Проверка закончена. Два китайца еле заметно переглядываются и – если такое можно сказать о китайцах – расслабляются. То, что я им сказала, знают очень немногие. Не всякому известно, кто на самом деле возглавляет пенангскую ветвь партии Гоминьдан, кто стоит за его спиной, кто готовится, по различным причинам, оставить страну.
– Господин Онгпин, – нарушаю я молчание после приличной паузы. – Я вижу, вы уже поняли – я никогда не буду делать что-либо, способное нанести ущерб Китаю. Или людям, связанным с ним.
Я чуть скашиваю глаза в сторону Джефри, хотя могла бы этого не делать.
– Китай страдает, госпожа де Соза, – грустно замечает Онгпин. – Над ним нависла новая опасность.
– Я знаю, – тихо говорю я. – И здесь, в этой стране, меня интересуют совсем другие люди. Японцы. Хотя, чтобы разобраться в некоей истории, мне нужно узнать про одного китайца по фамилии Ли. Где его найти, например.
И я быстро перечисляю приметы адмирала Идэ, упоминаю, что он приехал в страну недавно. Так же как и то, что я два раза видела его на скамьях Сан-Августина.
– В Маниле более ста тысяч китайцев, и большинство – католики, – вскользь замечает Онгпин. – Но из недавно приехавших – это уже проще.
Я ожидала, что он расстанется со мной, но вместо этого я получаю в руки бюллетень той самой торговой палаты (чтобы избежать пустых разговоров с Джефри), а Онгпин выходит из комнаты, небольшим животом вперед.
Отсутствует он довольно долго, Джефри это никак не беспокоит. А потом Онгпин возвращается.
– Такого китайца не существует, – спокойно сообщает он мне.
Это умеют только китайцы с их нелюбовью к откровенности – найти наиболее экономный способ высказать мне все, что требовалось. Он ведь не сказал: «Мы не можем такого найти». Нет, они его очень даже нашли, причем со внушающей уважение скоростью. И, между прочим, не стали от меня скрывать как эту скорость, так и тот факт, что торговая палата – то самое место, где сидят люди, способные найти любого китайца Манилы минут за пятнадцать. И не только его.

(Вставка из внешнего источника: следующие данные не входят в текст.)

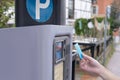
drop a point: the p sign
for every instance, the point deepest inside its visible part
(40, 10)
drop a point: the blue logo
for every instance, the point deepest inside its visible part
(40, 10)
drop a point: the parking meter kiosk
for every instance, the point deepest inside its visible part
(36, 53)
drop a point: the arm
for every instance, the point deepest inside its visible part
(92, 66)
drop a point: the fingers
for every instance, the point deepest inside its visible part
(87, 57)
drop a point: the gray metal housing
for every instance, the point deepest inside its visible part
(26, 53)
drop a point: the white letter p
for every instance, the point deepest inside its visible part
(41, 5)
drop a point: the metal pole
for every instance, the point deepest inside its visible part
(105, 39)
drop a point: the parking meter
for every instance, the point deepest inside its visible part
(36, 53)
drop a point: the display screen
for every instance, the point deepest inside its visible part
(59, 50)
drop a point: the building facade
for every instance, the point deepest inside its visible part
(77, 9)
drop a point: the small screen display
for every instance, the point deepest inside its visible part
(59, 50)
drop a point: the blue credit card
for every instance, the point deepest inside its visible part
(79, 51)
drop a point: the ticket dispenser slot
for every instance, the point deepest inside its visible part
(61, 58)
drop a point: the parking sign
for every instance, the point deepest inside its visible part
(40, 10)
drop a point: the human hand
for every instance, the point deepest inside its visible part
(90, 65)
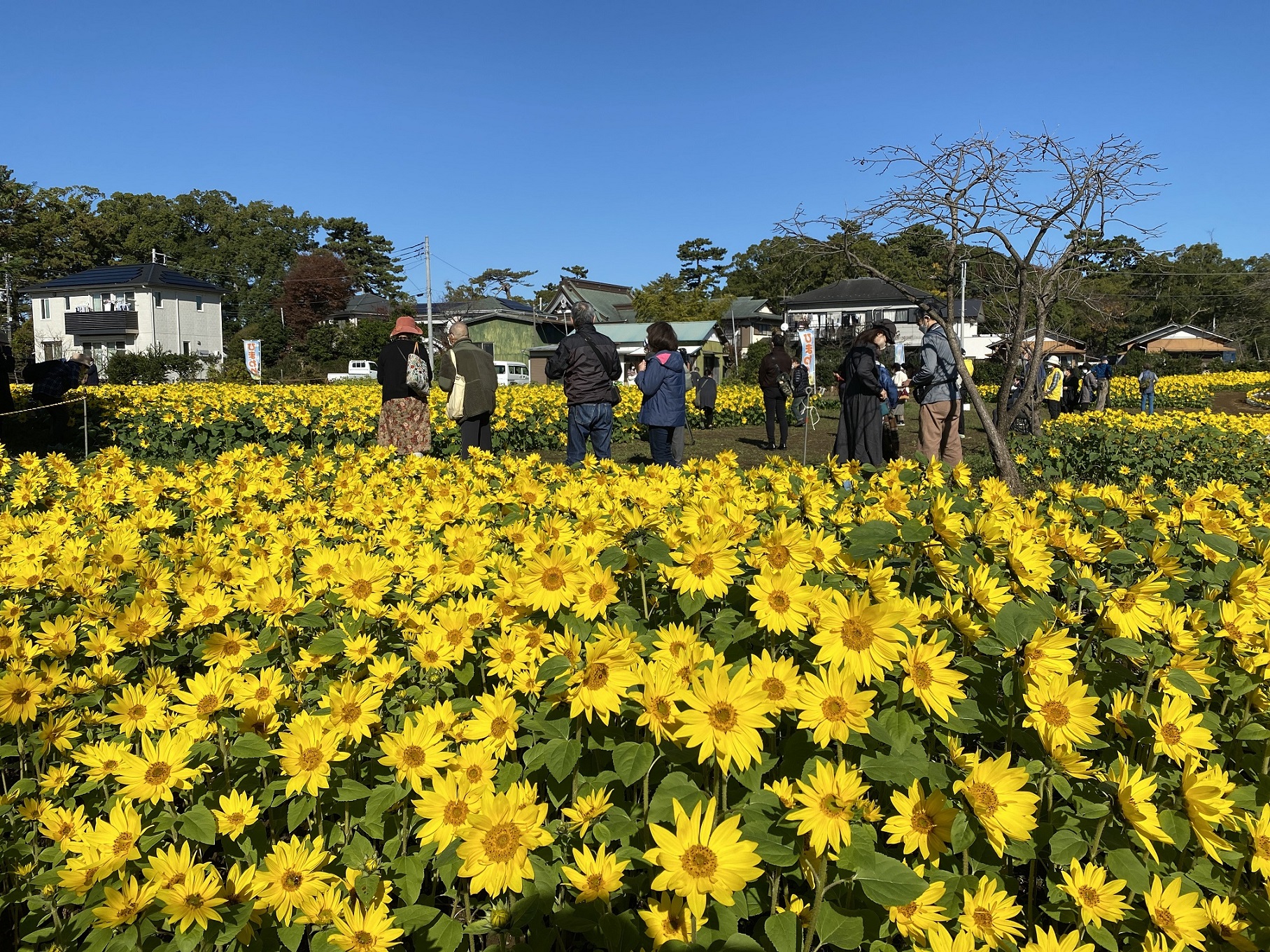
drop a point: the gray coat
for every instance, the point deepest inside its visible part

А то, что я услышала, – строго говоря, я уже не сомневалась, что никакого дедушки Ли не существует. Беседа эта мне была нужна для несколько других целей. И я их достигла.
Я никогда раньше не видела Верта в вечернем костюме. И когда увидела – в этот раз, поздним вечером в «Манила-отеле», – я застыла без движения. Он же создан для фрака, вот его настоящий облик – вскинутая голова в скрепе жесткого сияюще-белого воротничка, идеальный пробор, профиль, на который в данный момент засматриваются из всех кресел. Один, в толпе, которая не поглощает его, – напротив, он в ней как грустный принц Эдвард, ныне ставший королем. Я бы подошла сзади и спела ему эти строки:
Я надеваю цилиндр,
Завязываю свой белый галстук,
Стряхиваю пыль с фалд,
Застегиваю рубашку,
Вставляю запонки,
Полирую ногти,
Я иду, моя дорогая,
Чтобы вдохнуть эту атмосферу…
Но я не могу подойти, потому что у меня в отеле концерт, концерт Манильского симфонического сообщества и студентов-солистов, здесь должны были прозвучать отрывки из Масканьи, из «Кавалерии рустиканы» – оперы про Лолу, и еще из «Джоконды». И уже отзвучали, а сейчас со сцены с белым роялем звенят четыре юных голоса.
Что они делают – ведь нет на свете грустнее этого Addio из «Богемы», когда одна пара влюбленных ругается, а другая прощается – как ей кажется, навсегда. А эти дети с невинно сияющими глазами просто не знают, что такое настоящая грусть, они и Addio превратят в песенку для карнавала.
И Верт, наверное, тихо смеется сейчас в своем кресле, над ними, мной или собой.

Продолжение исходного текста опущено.